Je grösser die Erregung, desto üppiger die Verzierung

Susanne Kübler , Tages-Anzeiger (03.06.2009)

Orlando furioso, 29.05.2009, Basel

Auch Starregisseure haben manchmal keine Ideen: Barrie Kosky zeigt Vivaldis «Orlando furioso» in Basel.

Wären Opernregisseure börsenkotiert, man müsste auf die Aktie Barrie Kosky setzen. Sein Kurswert ist in den letzten Jahren rasant gestiegen - bis zu einem «Lohengrin» an der Wiener Staatsoper etwa, oder zu häufigen Einsätzen an der Komischen Oper Berlin, die der 43-Jährige ab 2012 zudem als Intendant leiten wird (als Nachfolger von Andreas Homoki, der dann nach Zürich wechselt). Auch als schillernde Figur hat sich Kosky einen Sonnenplatz im Opernbetrieb gesichert; als homosexueller Australier jüdischer Herkunft sieht und inszeniert er sich als Vertreter gleich dreier Minderheiten. Und natürlich sorgten seine Arbeiten immer wieder für Schlagzeilen: etwa als er am Wiener Schauspielhaus, das er von 2001 bis 2005 co-leitete, Monteverdis «Incoronazione di Poppea» für Klavier und drei Celli bearbeitete und mit Musik von Cole Porter ergänzte.

Entsprechend gespannt konnte man auf sein Schweizer Regiedebüt am Theater Basel sein. Auch mit Antonio Vivaldis Partituren lässt sich schliesslich einiges anstellen, und dass die amourösen Verwicklungen im «Orlando furioso» von 1727 Kosky liegen müssten, war anzunehmen. Tatsächlich führt schon das erste Bild in den Kern seiner Sicht aufs Geschehen: Da räkelt sich die Zauberin Alcina am (wasserfreien) Pool, vier fast nur mit Muskeln bekleidete Jünglinge bemühen sich mit Sonnencrème um sie und um einander.

Erotik also ist das Wort der knapp vier Stunden. Dafür sorgt mit lasziven Blicken und facettenreichem Mezzosopran Franziska Gottwald als nimmersatte Alcina, die Frauen wie Männer vernascht und in ihrem Rausch auch mal die Augen eines ihrer Lustknaben ausbeisst (es ist der einzige widerliche Moment an einem sonst überaus ästhetischen Abend). In ihrem Netz zappelt barfuss und mit schwerelosem Sopran eine ungemein jugendlich wirkende Maya Boog als Angelica. Auch Orlando, den Delphine Galou mit androgyner und tatsächlich auch sehr furioser Stimme gibt, verfängt sich darin. Und mit ihnen in den unterschiedlichsten Konstellationen von Liebe, Eifersucht und Täuschung Bradamante, Medoro, Ruggiero und Astolfo.

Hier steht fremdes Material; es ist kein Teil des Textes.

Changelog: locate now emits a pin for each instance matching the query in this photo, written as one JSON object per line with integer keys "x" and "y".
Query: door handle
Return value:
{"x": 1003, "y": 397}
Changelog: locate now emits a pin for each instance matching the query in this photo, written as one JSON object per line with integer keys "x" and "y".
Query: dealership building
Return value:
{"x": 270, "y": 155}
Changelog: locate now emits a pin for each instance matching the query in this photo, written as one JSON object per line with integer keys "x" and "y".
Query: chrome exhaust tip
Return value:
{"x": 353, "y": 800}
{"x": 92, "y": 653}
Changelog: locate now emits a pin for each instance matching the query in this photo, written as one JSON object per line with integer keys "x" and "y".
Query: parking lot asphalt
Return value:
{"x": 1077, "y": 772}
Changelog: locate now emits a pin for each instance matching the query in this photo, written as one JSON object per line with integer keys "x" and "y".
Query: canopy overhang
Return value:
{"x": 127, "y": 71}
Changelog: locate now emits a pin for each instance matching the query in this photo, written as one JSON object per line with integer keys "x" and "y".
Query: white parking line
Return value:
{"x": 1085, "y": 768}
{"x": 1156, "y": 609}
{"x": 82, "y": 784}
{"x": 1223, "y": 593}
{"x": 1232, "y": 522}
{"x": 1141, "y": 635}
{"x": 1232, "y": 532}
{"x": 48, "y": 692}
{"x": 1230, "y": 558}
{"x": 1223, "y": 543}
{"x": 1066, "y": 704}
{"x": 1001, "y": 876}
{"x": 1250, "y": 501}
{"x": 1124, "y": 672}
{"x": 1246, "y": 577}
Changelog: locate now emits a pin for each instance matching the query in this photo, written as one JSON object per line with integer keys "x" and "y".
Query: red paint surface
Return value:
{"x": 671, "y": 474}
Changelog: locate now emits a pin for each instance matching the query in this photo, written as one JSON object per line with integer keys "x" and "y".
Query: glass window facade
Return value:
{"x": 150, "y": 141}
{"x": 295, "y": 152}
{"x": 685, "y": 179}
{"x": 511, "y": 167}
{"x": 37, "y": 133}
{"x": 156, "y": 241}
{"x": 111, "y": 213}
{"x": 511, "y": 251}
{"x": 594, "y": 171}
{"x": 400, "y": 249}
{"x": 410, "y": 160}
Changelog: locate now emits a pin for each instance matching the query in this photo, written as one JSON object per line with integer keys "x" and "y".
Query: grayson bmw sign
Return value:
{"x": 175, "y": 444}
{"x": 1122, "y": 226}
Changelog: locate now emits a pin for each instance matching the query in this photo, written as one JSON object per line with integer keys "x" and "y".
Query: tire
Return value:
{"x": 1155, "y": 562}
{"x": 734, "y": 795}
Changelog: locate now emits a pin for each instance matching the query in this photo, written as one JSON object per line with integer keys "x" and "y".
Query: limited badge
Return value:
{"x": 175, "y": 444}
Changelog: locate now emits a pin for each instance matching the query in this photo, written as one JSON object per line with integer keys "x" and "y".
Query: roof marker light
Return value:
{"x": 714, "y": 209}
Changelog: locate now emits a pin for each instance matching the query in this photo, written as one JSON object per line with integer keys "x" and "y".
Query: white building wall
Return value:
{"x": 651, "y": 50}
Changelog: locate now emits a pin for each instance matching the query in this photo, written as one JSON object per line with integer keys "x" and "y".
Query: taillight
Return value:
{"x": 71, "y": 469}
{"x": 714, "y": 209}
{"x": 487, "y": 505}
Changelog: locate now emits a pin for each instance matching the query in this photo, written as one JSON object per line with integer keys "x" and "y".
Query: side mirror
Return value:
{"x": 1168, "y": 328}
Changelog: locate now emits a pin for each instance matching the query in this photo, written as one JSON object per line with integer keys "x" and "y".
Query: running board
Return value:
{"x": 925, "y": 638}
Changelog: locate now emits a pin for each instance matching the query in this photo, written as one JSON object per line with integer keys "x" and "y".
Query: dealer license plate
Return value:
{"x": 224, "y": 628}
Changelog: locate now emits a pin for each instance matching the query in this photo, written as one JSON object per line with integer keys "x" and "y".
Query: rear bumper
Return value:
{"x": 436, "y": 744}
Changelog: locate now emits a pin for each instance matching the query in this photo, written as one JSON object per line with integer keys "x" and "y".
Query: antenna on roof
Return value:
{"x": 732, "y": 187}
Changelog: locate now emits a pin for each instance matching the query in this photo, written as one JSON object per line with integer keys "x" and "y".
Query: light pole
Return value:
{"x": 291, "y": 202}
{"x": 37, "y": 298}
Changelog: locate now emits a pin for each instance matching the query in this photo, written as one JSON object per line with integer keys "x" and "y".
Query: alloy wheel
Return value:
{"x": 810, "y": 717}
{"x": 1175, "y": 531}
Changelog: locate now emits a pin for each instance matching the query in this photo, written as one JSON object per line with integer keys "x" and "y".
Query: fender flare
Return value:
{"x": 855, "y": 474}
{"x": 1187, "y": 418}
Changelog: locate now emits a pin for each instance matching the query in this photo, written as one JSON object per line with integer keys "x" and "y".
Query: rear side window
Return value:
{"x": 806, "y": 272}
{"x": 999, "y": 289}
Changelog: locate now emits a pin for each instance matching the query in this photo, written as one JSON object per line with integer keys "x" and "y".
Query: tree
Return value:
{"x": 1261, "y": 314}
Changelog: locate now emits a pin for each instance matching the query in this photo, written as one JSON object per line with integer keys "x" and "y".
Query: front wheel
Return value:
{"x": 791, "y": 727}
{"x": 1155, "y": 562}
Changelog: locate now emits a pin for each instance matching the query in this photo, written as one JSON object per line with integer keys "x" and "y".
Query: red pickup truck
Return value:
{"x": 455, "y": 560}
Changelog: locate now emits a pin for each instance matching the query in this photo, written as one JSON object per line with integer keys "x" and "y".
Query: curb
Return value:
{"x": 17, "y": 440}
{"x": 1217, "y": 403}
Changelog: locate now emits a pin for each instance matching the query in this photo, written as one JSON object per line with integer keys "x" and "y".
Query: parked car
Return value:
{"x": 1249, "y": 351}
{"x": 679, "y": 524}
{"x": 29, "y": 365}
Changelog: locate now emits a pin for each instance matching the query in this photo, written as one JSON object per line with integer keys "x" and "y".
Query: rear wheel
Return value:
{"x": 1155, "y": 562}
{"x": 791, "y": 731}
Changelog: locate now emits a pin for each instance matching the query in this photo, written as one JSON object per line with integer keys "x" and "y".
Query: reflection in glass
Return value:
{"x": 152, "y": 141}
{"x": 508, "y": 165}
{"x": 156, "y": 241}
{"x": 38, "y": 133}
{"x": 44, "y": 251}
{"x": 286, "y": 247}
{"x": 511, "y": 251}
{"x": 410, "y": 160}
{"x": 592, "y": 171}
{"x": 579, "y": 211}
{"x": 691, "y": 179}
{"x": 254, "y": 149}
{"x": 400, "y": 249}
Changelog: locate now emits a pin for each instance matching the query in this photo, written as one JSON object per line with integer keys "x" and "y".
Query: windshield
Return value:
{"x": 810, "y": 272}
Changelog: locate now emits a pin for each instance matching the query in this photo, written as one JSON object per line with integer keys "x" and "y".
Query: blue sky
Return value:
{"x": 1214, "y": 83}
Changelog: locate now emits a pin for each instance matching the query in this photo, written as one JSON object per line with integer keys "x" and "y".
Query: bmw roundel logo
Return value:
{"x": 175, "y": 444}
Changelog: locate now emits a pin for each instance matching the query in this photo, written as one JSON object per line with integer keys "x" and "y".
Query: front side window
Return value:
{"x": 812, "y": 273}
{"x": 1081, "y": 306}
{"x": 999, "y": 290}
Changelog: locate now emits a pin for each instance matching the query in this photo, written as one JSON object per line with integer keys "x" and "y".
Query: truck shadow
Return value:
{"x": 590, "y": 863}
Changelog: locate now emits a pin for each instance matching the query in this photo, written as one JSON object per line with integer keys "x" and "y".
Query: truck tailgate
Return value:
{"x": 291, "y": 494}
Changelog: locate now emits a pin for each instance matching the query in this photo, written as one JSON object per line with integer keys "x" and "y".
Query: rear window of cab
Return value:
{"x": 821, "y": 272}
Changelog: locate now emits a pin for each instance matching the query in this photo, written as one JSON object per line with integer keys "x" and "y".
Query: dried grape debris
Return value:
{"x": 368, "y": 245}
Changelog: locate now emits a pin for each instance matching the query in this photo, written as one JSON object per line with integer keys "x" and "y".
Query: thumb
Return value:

Dass da auf der Bühne (respektive im chic eingerichteten Haus der Alcina) immer etwas los ist, versteht sich. Allerdings ist es erstaunlich wenig. Wenn Ausstatterin Esther Bialas ihre Figuren nicht in Gothic- oder Glitterkleider, sondern in barocke Kostüme gesteckt hätte - vieles würde sehr nach konventionellem Stehen und Händeringen aussehen. Die libidogesteuerten Handgreiflichkeiten allein machen noch keine zeitgenössische Sicht auf ein Werk aus, und wenn Orlando nach seiner Rutschfahrt durchs Klo plötzlich in Alcinas üppiger Schuhsammlung steht, dann ist das zwar lustig; aber er hätte genauso gut in der Küche oder auf dem Mond landen können.

Immerhin lässt diese Regie Raum für die Musik, und der wird in Basel bis in den letzten Winkel genützt. Zwar spielt das Barockorchester La Cetra unter Andrea Marcon ohne Blechbläser, die entsprechenden Arien wurden gestrichen; aber auch so kann man sich über einen Mangel an Farben nicht beklagen. Ein leichtes, auch in den leisen Instrumenten ungemein präsentes Continuo gibt es da zu hören, wunderschöne Arien mit obligater Travers- oder Blockflöte, einen beweglichen, sinnlichen Streicherklang - und eine auffallend fantasievolle Sorgfalt im Umgang mit den Verzierungen der Vokalpartien.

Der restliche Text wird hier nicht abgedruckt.